As the world grapples with an unprecedented health crisis, it is now more important than ever to ensure that the information we share is accurate and fact-based. Fake news and misinformation seem to be spreading as fast and as far as the virus itself, infecting our newsfeeds and timelines at this crucial moment.
For this reason, RMIT ABC Fact Check has launched CoronaCheck, an email newsletter in which we will bring you the latest in fact-checking from around the world in relation to the coronavirus.
You can read the latest edition below, and subscribe to have the next newsletter delivered straight to your inbox.
Newspaper readers on the east coast were this week confronted with a series of full-page advertisements placed by billionaire Clive Palmer, who announced he had bought up nearly 33 million doses of the anti-malarial drug hydroxychloroquine to aid the fight against COVID-19. We’ve taken a look at his suggestion that the drug has helped flatten the coronavirus curve in Australia.
We’ve also run the rule over an onslaught of misinformation being spread about another billionaire, Bill Gates, and gone back in time to compare previous pandemics and epidemics to the one we’re facing now.
Checking Clive Palmer’s hydroxychloroquine ads
Billionaire businessman and former federal MP Clive Palmer took out back-to-back full-page advertisements in the Murdoch press this week announcing that his foundation had purchased 32,900,000 doses of the anti-malarial drug hydroxychloroquine as a donation towards Australia’s fight against COVID-19.

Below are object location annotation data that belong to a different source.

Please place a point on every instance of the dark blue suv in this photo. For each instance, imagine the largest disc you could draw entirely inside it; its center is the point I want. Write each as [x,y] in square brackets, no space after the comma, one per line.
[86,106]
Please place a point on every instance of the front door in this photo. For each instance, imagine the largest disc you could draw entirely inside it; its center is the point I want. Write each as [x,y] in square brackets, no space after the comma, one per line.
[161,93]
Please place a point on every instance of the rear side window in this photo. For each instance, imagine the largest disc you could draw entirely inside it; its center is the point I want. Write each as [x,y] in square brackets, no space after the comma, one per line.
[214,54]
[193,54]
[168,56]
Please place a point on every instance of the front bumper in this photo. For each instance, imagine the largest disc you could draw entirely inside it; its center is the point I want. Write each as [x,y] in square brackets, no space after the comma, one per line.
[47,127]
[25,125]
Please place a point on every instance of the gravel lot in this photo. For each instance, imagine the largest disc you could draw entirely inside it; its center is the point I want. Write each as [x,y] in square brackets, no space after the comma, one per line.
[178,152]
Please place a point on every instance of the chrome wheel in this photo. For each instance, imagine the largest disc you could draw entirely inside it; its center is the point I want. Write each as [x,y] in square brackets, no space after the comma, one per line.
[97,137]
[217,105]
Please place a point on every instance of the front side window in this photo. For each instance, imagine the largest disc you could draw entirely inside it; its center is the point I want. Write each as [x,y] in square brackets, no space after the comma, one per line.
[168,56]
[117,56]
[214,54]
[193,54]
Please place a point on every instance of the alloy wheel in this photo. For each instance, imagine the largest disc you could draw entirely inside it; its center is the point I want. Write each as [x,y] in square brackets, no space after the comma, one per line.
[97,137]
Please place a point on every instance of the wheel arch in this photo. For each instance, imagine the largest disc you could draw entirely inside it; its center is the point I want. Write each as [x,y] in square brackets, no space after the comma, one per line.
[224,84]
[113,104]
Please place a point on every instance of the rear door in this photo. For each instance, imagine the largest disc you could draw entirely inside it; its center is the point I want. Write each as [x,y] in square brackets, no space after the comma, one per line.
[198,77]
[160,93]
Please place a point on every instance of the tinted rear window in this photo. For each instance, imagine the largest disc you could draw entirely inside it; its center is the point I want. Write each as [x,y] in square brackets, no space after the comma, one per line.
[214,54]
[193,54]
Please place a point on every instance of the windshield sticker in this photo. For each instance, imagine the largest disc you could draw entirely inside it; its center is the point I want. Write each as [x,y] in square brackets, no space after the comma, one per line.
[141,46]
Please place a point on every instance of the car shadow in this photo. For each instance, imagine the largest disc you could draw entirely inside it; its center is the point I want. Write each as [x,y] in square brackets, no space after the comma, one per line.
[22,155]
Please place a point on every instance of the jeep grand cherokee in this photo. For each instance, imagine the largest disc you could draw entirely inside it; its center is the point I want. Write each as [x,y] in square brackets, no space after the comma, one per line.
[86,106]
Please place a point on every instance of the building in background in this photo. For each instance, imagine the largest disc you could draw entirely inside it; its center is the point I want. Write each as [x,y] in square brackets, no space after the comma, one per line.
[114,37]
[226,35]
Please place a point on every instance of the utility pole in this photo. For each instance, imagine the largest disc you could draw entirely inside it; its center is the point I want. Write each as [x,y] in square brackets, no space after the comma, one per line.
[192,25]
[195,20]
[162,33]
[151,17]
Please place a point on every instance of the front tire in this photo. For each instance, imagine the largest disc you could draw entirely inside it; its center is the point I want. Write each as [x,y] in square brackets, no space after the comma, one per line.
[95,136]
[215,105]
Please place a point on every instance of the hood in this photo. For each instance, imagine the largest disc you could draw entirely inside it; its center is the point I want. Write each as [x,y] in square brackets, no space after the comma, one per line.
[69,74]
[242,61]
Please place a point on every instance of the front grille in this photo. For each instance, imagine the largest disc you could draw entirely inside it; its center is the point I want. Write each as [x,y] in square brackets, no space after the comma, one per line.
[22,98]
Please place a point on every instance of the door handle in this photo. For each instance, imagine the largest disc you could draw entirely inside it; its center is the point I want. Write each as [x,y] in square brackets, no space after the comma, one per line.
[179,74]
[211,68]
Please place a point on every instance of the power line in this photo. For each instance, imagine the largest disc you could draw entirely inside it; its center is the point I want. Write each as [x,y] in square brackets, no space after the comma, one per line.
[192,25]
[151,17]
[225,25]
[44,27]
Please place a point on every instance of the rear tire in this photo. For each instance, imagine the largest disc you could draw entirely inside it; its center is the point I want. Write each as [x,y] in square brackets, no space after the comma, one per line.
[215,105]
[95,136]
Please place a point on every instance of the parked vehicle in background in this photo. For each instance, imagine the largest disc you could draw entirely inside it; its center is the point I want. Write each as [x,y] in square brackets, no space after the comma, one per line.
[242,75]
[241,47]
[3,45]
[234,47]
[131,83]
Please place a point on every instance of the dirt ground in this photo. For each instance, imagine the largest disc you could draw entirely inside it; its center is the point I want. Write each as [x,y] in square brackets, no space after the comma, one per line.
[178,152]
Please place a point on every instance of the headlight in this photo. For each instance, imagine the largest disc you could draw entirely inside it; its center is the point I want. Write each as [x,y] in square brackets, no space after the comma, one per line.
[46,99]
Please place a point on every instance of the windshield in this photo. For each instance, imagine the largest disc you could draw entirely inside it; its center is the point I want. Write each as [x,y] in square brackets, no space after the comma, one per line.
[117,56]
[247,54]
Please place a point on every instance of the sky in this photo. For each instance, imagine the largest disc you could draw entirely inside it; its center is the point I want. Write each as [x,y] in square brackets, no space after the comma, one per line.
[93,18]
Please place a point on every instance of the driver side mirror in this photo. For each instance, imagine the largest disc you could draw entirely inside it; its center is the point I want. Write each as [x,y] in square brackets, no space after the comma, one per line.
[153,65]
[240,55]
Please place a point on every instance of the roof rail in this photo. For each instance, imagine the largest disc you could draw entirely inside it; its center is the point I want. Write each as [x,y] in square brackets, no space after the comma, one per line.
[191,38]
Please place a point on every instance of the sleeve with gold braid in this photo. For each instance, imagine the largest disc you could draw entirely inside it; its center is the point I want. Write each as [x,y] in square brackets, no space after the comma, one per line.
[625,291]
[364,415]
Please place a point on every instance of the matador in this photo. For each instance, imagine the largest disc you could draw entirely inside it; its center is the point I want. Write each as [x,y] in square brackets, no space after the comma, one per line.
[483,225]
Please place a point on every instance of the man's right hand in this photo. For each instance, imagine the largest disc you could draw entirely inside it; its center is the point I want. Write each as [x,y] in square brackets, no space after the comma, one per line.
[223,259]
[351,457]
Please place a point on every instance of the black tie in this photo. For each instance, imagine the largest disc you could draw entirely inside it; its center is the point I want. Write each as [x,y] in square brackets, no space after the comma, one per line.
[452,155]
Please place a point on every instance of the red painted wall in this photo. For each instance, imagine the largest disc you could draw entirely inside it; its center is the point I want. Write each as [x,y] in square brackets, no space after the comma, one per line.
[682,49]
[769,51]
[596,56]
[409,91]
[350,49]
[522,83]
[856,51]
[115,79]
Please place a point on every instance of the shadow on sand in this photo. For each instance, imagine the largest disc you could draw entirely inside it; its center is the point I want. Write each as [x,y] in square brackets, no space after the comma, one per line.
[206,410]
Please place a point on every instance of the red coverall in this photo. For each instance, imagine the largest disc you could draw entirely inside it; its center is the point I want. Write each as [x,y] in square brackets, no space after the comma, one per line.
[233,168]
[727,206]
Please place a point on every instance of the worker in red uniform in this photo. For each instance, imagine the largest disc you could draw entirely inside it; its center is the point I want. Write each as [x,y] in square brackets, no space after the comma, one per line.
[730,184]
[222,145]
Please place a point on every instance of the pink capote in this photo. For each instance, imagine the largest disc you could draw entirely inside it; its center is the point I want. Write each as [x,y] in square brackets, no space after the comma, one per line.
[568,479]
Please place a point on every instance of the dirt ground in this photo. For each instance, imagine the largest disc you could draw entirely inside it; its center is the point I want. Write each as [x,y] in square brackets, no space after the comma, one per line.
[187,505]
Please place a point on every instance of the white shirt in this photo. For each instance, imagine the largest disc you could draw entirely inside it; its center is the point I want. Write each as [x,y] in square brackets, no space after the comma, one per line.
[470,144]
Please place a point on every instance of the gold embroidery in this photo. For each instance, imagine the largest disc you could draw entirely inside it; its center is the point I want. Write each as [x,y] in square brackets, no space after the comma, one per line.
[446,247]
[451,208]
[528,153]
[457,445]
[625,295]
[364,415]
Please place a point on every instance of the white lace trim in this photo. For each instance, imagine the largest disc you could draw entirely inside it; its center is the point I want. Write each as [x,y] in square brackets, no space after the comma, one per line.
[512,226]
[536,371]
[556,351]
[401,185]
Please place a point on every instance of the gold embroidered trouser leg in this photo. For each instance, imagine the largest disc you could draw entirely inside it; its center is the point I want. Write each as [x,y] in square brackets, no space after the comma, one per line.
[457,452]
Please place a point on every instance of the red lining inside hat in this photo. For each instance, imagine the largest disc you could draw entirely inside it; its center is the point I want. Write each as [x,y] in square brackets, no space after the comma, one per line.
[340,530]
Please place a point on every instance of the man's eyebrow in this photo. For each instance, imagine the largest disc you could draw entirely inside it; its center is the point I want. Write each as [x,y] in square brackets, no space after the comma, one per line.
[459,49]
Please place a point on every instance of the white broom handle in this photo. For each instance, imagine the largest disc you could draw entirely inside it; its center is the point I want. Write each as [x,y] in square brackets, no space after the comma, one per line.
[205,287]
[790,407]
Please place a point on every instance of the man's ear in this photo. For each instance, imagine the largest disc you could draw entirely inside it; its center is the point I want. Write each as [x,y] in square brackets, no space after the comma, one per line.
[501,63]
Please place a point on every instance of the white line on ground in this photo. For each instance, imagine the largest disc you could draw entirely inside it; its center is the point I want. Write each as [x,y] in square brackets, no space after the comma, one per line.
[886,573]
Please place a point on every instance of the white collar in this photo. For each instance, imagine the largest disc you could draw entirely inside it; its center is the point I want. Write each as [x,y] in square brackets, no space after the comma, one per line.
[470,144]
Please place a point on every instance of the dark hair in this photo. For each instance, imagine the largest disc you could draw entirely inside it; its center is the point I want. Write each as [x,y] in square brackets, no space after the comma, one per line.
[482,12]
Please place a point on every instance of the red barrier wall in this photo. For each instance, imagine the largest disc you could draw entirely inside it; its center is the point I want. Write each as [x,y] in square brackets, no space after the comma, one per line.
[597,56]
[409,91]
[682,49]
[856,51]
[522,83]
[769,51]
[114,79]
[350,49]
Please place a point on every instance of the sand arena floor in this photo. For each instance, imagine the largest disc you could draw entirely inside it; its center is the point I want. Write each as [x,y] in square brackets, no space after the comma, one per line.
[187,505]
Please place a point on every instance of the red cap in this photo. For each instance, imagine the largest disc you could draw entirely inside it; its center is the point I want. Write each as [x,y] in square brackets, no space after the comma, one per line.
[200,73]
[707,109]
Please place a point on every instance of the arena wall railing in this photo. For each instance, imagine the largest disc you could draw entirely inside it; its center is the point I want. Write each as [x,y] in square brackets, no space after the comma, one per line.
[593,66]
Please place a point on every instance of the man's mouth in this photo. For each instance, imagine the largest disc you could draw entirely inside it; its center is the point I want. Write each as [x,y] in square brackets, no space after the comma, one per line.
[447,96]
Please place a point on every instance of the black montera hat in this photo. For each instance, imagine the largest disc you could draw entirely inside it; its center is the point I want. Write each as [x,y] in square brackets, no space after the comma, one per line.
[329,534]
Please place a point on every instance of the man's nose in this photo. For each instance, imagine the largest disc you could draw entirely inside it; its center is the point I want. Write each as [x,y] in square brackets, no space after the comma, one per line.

The advertisements implied a link between a decision taken by Health Minister Greg Hunt four weeks ago to make hydroxychloroquine available to doctors treating COVID-19 patients and Australia’s death rate since from the virus, which was the “lowest in the world”, while acknowledging “the [infections] curve has flattened”.
However, Australian Medical Association federal vice-president Dr Chris Zappala told RMIT ABC Fact Check that “no correlation can be drawn” between Australia’s success and Hunt’s announcement. Instead, he credited the low infection and death rates to basic hygiene measures, protecting people at greater risk and having avoided overburdening the healthcare system.
As for hydroxychloroquine, Zappala said the published evidence remained “very mixed” and it was unclear whether the drug would be effective beyond its current approved limited use, which includes treatment of lupus and rheumatoid arthritis.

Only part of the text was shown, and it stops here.